As soluções que o sistema capitalista propõe e que passam por cima do trabalho e dos interesses dos catadores tem o vício de origem de serem apenas com intenções lucrativas e eminentemente anti-ecológicas como é por exemplo o caso das empresas incineradoras de lixo, mesmo as produtoras de energia. Através da incineração acaba-se com qualquer resquício de vida nas cinzas. Isso fere o princípio de toda a verdadeira ecologia: “tudo o que vive merece viver”. Em materiais orgânicos produzidos pela natureza, mesmo nos descartados, sempre restam milhões de células vivas. Se devolvemos nem que seja apenas uma célula viva à Mãe Terra, a natureza agradece. Além disso, queimando milhares de toneladas de lixo, uma incineradora acaba tornando inviáveis milhares de empregos para catadores. É toda uma mão de obra que voluntariamente se apresenta para o novo de uma economia solidária, alternativa ideal para a economia capitalista de classes irreconciliáveis porque estabelece sempre relações de exploração.

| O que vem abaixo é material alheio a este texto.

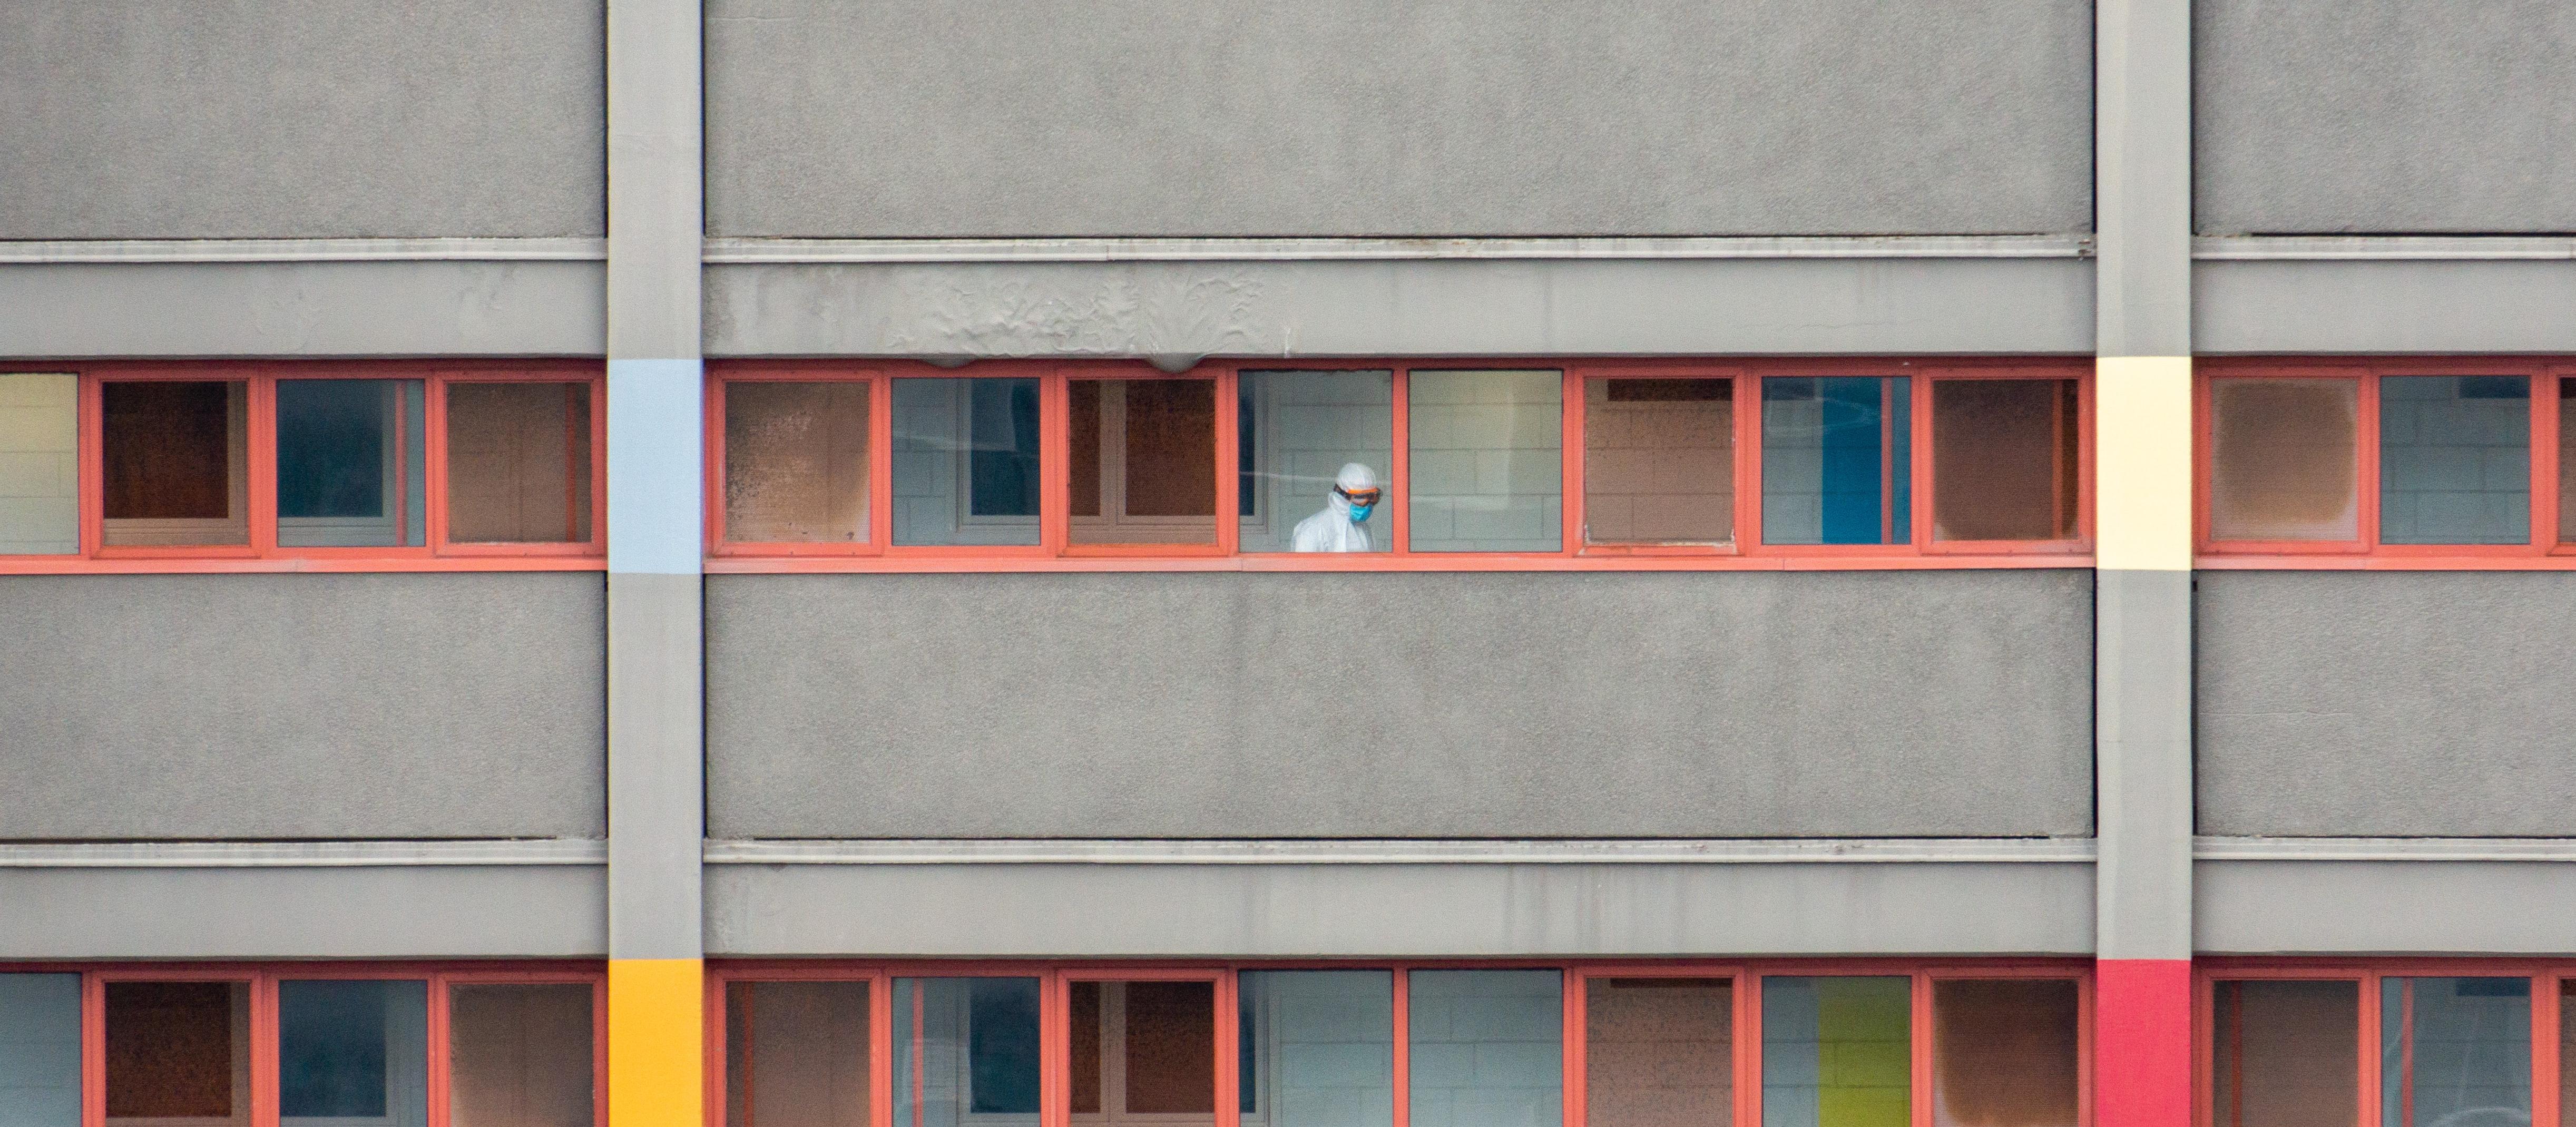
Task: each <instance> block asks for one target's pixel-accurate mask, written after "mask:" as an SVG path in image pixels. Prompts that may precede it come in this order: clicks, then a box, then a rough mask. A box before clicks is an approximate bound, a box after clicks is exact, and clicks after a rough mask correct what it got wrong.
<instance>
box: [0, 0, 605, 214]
mask: <svg viewBox="0 0 2576 1127" xmlns="http://www.w3.org/2000/svg"><path fill="white" fill-rule="evenodd" d="M603 28H605V8H603V0H404V3H345V0H188V3H167V0H10V3H5V5H0V105H8V113H0V167H5V170H8V178H5V185H8V188H5V190H0V239H219V237H232V239H252V237H260V239H281V237H433V234H605V216H608V206H605V196H603V193H605V183H608V111H605V31H603Z"/></svg>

Meus amigos e minhas amigas:
Oxalá se abram alas aos atuais PROFETAS DA ECOLOGIA: catadores carrinheiros através de ruas e praças e catadores galponistas organizados em coletivos de trabalho! Os catadores do Brasil, conforme estimativa somando em torno de um milhão e quinhentos mil, pedem passagem!

*Antônio Cechin nasceu em Santa Maria/RS, no dia 17 de junho de 1927 e é Irmão Marista, miltante dos movimentos sociais, fundador da CPT RS, Pastoral da Ecologia e da ONG Caminho das Águas e autor do livro Empoderamento Popular. Uma pedagogia de libertação. Porto Alegre: Estef, 2010.